Though the startling rise of “no religion” in this year’s census will be of deep significance to every religious group in New Zealand, Massey University History Professor Peter Lineham believes religion still has a future in New Zealand.
Professor Lineham, regional director of the university’s College of Humanities and Social Sciences, said the results of previous censuses from 1956 to 2013 “will suggest that this year’s census will produce a ‘no religion’ level of 42-46 per cent, ‘object to state’ perhaps at 2-3 per cent and ‘not answering question’ at about 8-10 per cent,” he said. “It is the level of growth that is notable.”
Professor Lineham spoke at the seminar held by New Zealand Christians in Science, Is Religion bad for Science? , at the Maclaurin Chapel of the University of Auckland on May 5. A similar seminar was held at St John’s Centre in Wellington on May 12.
“My thesis is ‘no religion’ actually has a different meaning in our contemporary society than in the past generation,” the professor said.
“We need to interrogate those who responded that they [have] got no religion to ponder what they mean and to clarify the types of answers.”
Professor Lineham explained ‘none’ is the standard answer of many people who do not want to tick the census religion option and does not necessarily mean a disbelief in God.
“None is a vague category and some may, in fact, have a residual degree of religious belief, activity and attitudes,”he said.
“No religion, in part in New Zealand, means ‘I’m just not interested in religion’,” he added. “I think, it is a significant proportion of those who are non-religious in our society.”
Professor Lineham noted along with the rise of no religion is the rise of “Christians not otherwise defined” which he saw as a rejection of adherence to any brand of Christianity.
“They are just suspicious of any kind of external authority or organisation,” he said.
Professor Lineham said an effect of the mainstreaming of no religion is that “it [no religion] is seen as the only one that is permissible publicly”.
“In the public space, you are allowed to ridicule religion but you are not allowed to defend it,” he said.
He cited as an example the way public opinion turned against Australian rugby player Israel Folau for his religious belief on homosexuality.
Even though he, personally, did not agree with Folau’s belief, Professor Lineham said Christians need to reclaim their public space.

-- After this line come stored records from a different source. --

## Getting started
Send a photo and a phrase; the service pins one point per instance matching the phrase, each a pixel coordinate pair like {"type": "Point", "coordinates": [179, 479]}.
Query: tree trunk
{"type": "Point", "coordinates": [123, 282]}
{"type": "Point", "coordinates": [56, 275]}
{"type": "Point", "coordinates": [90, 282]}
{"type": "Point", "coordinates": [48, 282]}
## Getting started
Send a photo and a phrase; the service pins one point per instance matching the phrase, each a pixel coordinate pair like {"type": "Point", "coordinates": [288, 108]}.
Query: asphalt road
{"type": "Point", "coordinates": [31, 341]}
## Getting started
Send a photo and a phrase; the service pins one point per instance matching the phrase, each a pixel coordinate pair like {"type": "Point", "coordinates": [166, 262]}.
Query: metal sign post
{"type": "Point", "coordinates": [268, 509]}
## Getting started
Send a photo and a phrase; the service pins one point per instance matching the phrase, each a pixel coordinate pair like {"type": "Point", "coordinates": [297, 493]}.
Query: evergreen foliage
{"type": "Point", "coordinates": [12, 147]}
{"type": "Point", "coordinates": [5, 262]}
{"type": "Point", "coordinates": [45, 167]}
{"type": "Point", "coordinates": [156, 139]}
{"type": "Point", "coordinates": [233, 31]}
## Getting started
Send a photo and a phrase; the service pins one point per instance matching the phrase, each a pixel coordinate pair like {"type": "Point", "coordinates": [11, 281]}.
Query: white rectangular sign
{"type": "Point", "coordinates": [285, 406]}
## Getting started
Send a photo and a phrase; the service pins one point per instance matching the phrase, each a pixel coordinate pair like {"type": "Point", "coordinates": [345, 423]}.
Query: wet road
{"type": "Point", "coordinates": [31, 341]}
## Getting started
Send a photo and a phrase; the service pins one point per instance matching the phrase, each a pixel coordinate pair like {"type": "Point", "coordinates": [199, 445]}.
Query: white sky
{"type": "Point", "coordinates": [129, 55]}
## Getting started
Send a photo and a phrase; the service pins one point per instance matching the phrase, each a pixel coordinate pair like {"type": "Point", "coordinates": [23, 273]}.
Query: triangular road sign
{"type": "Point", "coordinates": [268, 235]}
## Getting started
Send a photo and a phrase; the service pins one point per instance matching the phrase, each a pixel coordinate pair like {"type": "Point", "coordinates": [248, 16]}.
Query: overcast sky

“The notion of ‘that now we got certain things right, we would stop people from stating their points of view’, that has a really, really serious impact on our notions of a free and democratic society. And I do think this is the logic that we need to challenge, the idea that we are in a scientific, empiricist society and everything else should be excluded, “ he said. “The arguments criticising Folau could be used against virtually any other position at all.”
On the other hand, Professor Lineham said it would be a mistake to fail to understand that many atheists as well as people who claim no religion are deeply spiritual.
He cited a study done by Lizzy Cook from the University of Canterbury who did a study of 41 people who have no religion. A widespread feature in that study was the search for some kind of spirituality that will be meaningful or coherent.
Professor Lineham said Christian apologists should listen carefully to the objections that people have to religion. He added faith needs to be explained, “not as a dogma but as a faith, a faith that needs to sit alongside reason and needs to allow science to speak as well”.